The shortage of colleges has prompted bright Indian students to go overseas. Some 150,000 are studying in the U.S., Britain, and Australia, spending an average of $4.5 billion a year. That's more than twice New Delhi's $2 billion annual budget for higher education. Reservations will simply encourage the brain drain, especially from the middle classes and elite. "If these stakeholders aren't in the system, government becomes complacent," says Ravinder Kaur, an associate professor of sociology at the Indian Institute of Technology, New Delhi.
But the prospect of easier access to the IIT and other top schools has revved up the lower castes. Bhanwar Meghwanshi is a Dalit from Rajasthan's weaver caste who is now editor of Diamond India, a Hindi magazine dedicated to secularism and equality. He was educated in the village and didn't reap any advantages from reservations. Now, even though he is more educated than the upper castes in his village, as a Dalit, he is barred from entering the main village temple, where only upper castes are allowed.
Meghwanshi says that if the new reservations are to really work, the "creamy layer" of lower castes -- those whose parents have already benefited from such policies and are integrated into the Indian mainstream -- "must be kept out, because the very, very poor still don't even know this is being done for them."
Many economists are worried about the effect of reservations on India's competitiveness.
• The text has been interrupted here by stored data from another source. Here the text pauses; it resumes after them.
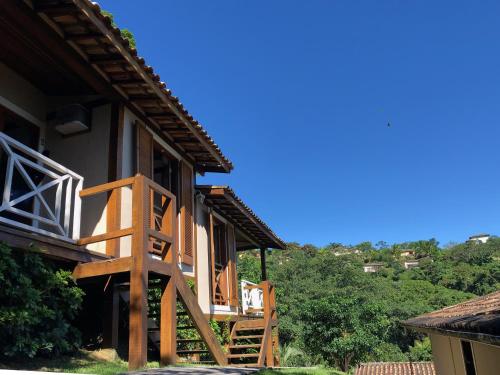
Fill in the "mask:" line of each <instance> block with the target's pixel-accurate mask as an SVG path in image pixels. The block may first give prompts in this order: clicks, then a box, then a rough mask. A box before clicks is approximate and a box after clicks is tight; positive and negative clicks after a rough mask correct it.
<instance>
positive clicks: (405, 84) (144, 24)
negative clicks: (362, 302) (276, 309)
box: [100, 0, 500, 245]
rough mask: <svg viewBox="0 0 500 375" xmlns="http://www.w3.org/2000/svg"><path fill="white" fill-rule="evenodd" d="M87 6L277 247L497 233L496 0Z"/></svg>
mask: <svg viewBox="0 0 500 375" xmlns="http://www.w3.org/2000/svg"><path fill="white" fill-rule="evenodd" d="M100 4H101V5H102V6H103V8H104V9H106V10H109V11H111V12H112V13H114V15H115V19H116V22H117V23H118V25H119V26H120V27H124V28H129V29H130V30H131V31H132V32H133V33H134V34H135V37H136V39H137V45H138V50H139V54H140V55H141V56H143V57H145V58H146V61H147V62H148V64H150V65H152V66H154V68H155V70H156V71H157V72H158V73H159V74H160V75H161V77H162V79H163V80H164V81H166V82H167V85H168V86H169V87H170V88H171V89H172V90H173V92H174V94H175V95H177V96H179V97H180V99H181V101H182V102H183V103H184V104H185V105H186V106H187V108H188V110H189V111H190V112H191V113H192V114H193V115H194V116H195V118H197V119H198V120H199V121H200V122H201V123H202V124H203V125H204V127H205V128H206V129H207V130H208V132H209V134H211V135H212V136H213V137H214V139H215V140H216V142H217V143H218V144H219V145H220V147H221V149H222V150H223V152H224V153H225V154H226V155H227V156H228V157H229V158H230V159H231V160H232V161H233V163H234V165H235V170H234V171H233V172H232V173H231V174H230V175H224V174H210V175H209V176H207V177H205V178H203V179H200V181H202V182H206V183H214V184H229V185H231V186H232V187H233V188H234V189H235V191H236V192H237V194H239V195H240V197H241V198H243V199H244V201H245V202H247V203H248V205H249V206H250V207H252V208H253V209H254V211H255V212H256V213H257V214H258V215H259V216H260V217H261V218H262V219H264V220H265V221H266V222H267V223H268V224H269V225H270V226H271V227H272V228H273V229H274V230H275V231H276V233H277V234H279V235H280V236H281V237H282V238H284V239H285V240H286V241H297V242H300V243H313V244H316V245H325V244H327V243H329V242H343V243H351V244H355V243H358V242H361V241H365V240H370V241H373V242H376V241H379V240H385V241H387V242H390V243H392V242H399V241H406V240H416V239H427V238H431V237H435V238H437V239H438V240H439V241H440V242H441V243H442V244H445V243H447V242H449V241H462V240H464V239H466V237H467V236H468V235H470V234H473V233H476V232H489V233H492V234H500V231H499V227H500V168H499V167H500V26H499V23H498V17H499V15H500V2H498V1H496V2H495V1H491V2H486V1H485V2H465V1H464V2H457V1H450V2H448V3H445V2H435V1H428V2H425V1H418V2H417V1H414V2H408V1H348V0H345V1H333V0H311V1H292V0H281V1H278V0H273V1H263V0H259V1H257V0H256V1H234V0H217V1H201V0H200V1H191V0H182V1H164V0H156V1H150V0H149V1H147V2H142V1H122V0H120V1H119V0H104V1H100ZM146 4H147V5H146ZM388 122H390V123H391V125H392V126H391V127H388V126H387V123H388Z"/></svg>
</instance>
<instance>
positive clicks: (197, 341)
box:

Surjit Bhalla, an economist who often advises New Delhi, worries that reservations will become a problem for investors. If there isn't enough qualified talent available in India, they "will not hesitate to go to China, Vietnam, even Bangladesh and Pakistan."
Subir Gokarn, chief economist at Crisil, India's largest rating agency, says the government should be more concerned about creating blue-collar jobs for India's burgeoning youth than about reserving scarce spots at the top end. He suggests converting the caste system back into a guild system, encouraging those with traditional skills to pursue them. "Caste's positive aspect should be the basis of India's competitive strength in manufacturing," he says. He points to India's successful auto parts sector in the southern state of Tamil Nadu, where private industry has built on an available bank of blacksmiths and iron smiths.
Now, even as India is in turmoil over reservation of university seats, New Delhi is talking of yet another divisive measure: reserving half the jobs in the private sector for the lower castes. "That sort of coercive measure will really affect India's competitiveness," says Ram Guha, a well-regarded Indian author and historian on the subject. "We will be worse off than in the socialist economy we once used to be."